Michel finally discovered what was happening and, determined as she was, stopped taking The Pill. Before long, she fell pregnant to a man who was also intellectually disabled. Nine months later she gave birth.
It was a matter of hours before Michel agreed my grandmother and grandfather would raise her son, Simon. She had so desperately wanted a baby, but once Simon was in her arms, Michel didn't have the desire or the capacity to look after a child.
It was a few months before doctors discovered Simon was also intellectually disabled.
So at 60, the same year my pop retired, my grandparents took in their grandson. The life they had planned out suddenly looked very different.
At 89 years of age, my grandfather cares for 30-year-old Simon full-time.
Listen: Jessie shares her strong opinions on this ethically murky topic. Post continues below.
To be clear, this is not a story of tragedy. Simon is one of my favourite people in the world. I speak to him nearly every day, and he brings so much joy to all of our lives. None of us would ever dream of a world without him.
But when I look at Michael and Taylor, I see so much of Michel. She was naive. She didn't understand how hard it is to raise a child and that she didn't possess the emotional maturity. At 56, Michel still struggles to care for herself, and it would not be fair on Michel to expect her to care for another person.
If my gran hadn't stepped in, there was nothing to stop Michel having more children. As many as she liked. And if it weren't for my grandparents, they all would have become wards of the state.
Last night, Michael said to the interviewer, "It's not that hard to have a kid. I know that some people say it's all about hard work but it's not — it's all about love and compassion that you have for your child." But it is. It's really hard.
I understand the argument espoused by disability advocates. Michel's body is her body, and no one else should decide what she does with it. My concern, however, is that they're not there at 3am changing a nappy. They have no responsibility to the child once they are born. They are not potentially sacrificing the rest of their lives caring for a child that they did not choose to have.
Astonished by the avalanche of condemnation for Michael & Taylor's parents. They seemed very loving & devoted to me #australianstory
— Emma Wynne (@em_wynne) October 3, 2016
Although last night's Australian Story was extremely divisive, surely there is one thing we can agree on: there are no people in the universe who know Michael and Taylor better than their own parents. No people who have their best interests more at heart.

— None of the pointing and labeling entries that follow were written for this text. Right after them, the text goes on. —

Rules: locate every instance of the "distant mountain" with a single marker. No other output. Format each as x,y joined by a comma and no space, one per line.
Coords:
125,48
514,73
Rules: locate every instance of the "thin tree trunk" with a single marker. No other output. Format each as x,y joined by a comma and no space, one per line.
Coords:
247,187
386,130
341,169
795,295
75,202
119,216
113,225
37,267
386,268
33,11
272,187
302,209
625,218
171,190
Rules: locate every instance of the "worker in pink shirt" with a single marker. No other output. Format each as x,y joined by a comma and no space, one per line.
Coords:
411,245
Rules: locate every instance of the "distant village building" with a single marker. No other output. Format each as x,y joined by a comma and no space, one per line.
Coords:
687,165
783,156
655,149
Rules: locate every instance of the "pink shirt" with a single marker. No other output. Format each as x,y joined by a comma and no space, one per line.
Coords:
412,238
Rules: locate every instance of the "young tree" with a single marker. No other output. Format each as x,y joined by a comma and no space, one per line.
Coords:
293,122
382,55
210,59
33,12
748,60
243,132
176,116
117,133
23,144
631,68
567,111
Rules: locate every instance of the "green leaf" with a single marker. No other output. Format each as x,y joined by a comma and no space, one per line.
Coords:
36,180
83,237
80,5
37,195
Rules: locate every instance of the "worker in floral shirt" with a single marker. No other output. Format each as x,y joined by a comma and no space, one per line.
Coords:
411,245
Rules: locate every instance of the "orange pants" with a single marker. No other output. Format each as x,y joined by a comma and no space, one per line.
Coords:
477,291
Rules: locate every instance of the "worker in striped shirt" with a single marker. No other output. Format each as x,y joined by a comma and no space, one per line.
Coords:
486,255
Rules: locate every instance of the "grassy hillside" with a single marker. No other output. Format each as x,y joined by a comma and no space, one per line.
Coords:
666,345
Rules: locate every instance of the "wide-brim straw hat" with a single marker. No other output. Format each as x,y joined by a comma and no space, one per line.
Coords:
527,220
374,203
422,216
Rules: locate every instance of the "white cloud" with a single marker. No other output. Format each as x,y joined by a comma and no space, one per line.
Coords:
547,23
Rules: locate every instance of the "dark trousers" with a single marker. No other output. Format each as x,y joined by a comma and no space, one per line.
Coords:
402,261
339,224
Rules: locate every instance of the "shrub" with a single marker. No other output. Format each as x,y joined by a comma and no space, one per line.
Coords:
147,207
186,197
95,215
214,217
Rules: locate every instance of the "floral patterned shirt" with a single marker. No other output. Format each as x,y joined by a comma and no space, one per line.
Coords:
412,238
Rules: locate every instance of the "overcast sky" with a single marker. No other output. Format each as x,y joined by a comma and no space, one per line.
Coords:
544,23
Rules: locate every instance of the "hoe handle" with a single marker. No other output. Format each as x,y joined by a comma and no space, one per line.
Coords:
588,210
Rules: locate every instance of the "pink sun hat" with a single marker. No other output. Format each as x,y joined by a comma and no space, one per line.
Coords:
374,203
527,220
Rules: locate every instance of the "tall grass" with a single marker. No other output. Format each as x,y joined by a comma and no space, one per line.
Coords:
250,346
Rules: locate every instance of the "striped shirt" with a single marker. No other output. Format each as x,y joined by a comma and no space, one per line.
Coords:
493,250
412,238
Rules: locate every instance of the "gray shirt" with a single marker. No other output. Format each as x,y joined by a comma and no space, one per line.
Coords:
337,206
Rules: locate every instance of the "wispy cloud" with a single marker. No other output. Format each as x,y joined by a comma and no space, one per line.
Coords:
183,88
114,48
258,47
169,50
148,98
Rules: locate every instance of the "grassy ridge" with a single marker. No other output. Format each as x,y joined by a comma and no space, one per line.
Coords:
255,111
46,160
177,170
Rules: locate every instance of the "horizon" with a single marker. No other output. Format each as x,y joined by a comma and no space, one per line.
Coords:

Catherine and Gavin Musk and Nikki and Simon Cox desperately want to do the right thing, and their only motivation is unwavering love for their children.
'Down syndrome' or 'intellectual disability' are in no way blanket terms. The diversity within these conditions varies enormously, and Michel and Taylor might not share the same story.
But I think we need to balance the idealised argument for "bodily integrity" with the practical implications of having a child who may need to be cared for for the rest of their lives.
To paraphrase Michael's father, Simon Cox, it will ultimately be the parents picking up the pieces.